The authors evaluate EywaAgent, EywaMAS, and EywaOrchestra across diverse scientific domains using different LLM backbones. Results demonstrate that integrating domain-specific foundation models significantly enhances utility and efficiency compared to language-only baselines. EywaMAS achieves the strongest overall performance, while EywaOrchestra provides a cost-effective alternative by dynamically adapting the system configuration. EywaMAS achieves the highest overall utility across physical, life, and social science domains compared to single-agent and homogeneous multi-agent baselines. EywaOrchestra matches the performance of the fixed multi-agent system while substantially reducing token consumption and inference latency through dynamic configuration selection. Upgrading the LLM backbone from gpt-4.1-nano to gpt-5-nano yields significant performance improvements, whereas further scaling to gpt-5-mini shows diminishing returns in several sub-domains.

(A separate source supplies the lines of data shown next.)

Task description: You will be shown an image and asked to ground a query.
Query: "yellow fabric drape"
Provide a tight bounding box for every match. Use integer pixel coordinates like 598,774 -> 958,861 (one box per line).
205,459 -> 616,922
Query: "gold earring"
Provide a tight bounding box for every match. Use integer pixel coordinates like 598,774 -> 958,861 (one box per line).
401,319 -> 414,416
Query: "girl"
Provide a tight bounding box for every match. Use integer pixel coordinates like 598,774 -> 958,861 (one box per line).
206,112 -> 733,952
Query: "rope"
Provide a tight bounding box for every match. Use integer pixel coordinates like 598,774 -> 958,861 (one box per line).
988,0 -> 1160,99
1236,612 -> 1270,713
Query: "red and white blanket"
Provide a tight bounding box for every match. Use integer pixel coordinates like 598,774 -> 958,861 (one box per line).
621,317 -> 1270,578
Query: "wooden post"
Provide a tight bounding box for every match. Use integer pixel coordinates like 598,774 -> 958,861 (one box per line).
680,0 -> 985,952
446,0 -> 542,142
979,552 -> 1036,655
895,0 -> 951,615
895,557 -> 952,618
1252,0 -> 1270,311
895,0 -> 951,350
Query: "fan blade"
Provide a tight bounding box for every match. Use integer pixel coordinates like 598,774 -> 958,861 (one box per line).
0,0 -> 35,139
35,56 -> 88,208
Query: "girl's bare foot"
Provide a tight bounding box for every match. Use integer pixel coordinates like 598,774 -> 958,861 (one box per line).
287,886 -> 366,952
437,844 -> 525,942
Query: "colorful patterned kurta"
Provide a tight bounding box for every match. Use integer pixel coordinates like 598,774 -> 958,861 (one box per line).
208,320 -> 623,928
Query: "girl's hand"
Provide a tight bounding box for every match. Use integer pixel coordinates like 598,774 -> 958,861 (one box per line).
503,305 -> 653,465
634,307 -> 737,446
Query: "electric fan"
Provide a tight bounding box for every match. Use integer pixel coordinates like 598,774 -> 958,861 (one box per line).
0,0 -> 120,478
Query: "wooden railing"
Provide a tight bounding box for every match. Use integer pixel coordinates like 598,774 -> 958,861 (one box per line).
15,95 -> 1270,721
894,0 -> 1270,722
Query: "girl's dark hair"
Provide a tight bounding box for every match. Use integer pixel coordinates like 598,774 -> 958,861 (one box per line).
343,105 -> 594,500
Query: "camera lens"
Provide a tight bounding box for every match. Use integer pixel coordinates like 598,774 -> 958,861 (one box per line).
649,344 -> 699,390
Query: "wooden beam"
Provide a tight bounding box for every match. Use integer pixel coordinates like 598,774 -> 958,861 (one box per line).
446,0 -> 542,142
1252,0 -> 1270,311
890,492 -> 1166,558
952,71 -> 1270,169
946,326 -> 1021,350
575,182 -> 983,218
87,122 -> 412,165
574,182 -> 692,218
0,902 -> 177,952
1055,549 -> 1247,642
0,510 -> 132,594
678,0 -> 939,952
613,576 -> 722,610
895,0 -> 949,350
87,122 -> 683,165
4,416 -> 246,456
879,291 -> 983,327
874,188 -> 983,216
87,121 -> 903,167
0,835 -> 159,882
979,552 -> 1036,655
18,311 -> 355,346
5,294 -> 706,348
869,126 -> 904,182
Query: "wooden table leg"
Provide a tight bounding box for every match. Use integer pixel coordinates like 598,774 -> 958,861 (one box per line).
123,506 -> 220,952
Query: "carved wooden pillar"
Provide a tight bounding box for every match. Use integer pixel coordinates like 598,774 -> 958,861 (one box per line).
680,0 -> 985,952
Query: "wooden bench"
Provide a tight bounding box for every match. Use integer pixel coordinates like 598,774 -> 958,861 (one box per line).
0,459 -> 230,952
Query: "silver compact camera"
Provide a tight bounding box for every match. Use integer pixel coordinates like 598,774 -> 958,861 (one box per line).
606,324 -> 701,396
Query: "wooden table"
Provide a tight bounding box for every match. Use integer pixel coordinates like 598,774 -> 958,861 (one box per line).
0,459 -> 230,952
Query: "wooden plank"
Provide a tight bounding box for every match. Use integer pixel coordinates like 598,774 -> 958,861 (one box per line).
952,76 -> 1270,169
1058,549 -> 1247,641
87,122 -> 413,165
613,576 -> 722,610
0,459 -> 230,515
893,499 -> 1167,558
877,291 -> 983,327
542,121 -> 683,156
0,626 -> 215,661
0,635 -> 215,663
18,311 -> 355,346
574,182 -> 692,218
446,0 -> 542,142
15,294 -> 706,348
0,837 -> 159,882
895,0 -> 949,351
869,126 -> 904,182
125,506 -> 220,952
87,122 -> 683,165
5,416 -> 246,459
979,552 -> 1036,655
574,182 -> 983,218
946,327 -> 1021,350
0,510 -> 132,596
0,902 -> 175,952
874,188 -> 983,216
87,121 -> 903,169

The authors evaluate the EywaAgent system using three distinct LLM backends to analyze the impact of model capability on performance. Results show a clear upward trend in overall utility as the backbone strength increases, with the strongest model achieving the best scores. While the largest model offers the highest utility, it demonstrates a trade-off where token consumption is lower than the mid-tier model but inference time is slightly higher. Increasing the capability of the LLM backbone leads to consistent improvements in overall utility across all scientific domains. The strongest model configuration achieves the highest utility while consuming fewer tokens than the mid-tier configuration. The smallest backbone model is the most efficient in terms of time and token usage but yields the lowest utility.
The authors evaluate their proposed methods against various single-agent and multi-agent baselines across scientific domains using a unified protocol. Results demonstrate that integrating domain-specific foundation models significantly improves task utility and computational efficiency compared to language-only approaches. EywaAgent improves average utility and reduces token consumption compared to the single-agent baseline. EywaMAS achieves the highest overall utility while using fewer tokens than other multi-agent baselines. EywaOrchestra reaches utility levels similar to expert-designed systems but with lower latency and token costs.
The authors evaluate EywaAgent, EywaMAS, and EywaOrchestra across diverse scientific domains using various LLM backbones to compare performance against single-agent and language-only baselines. Results indicate that integrating domain-specific foundation models significantly enhances utility and efficiency, with EywaMAS achieving the highest overall performance and EywaOrchestra providing a cost-effective alternative through dynamic configuration. Additionally, upgrading the LLM backbone yields significant performance improvements, whereas further scaling shows diminishing returns in several sub-domains.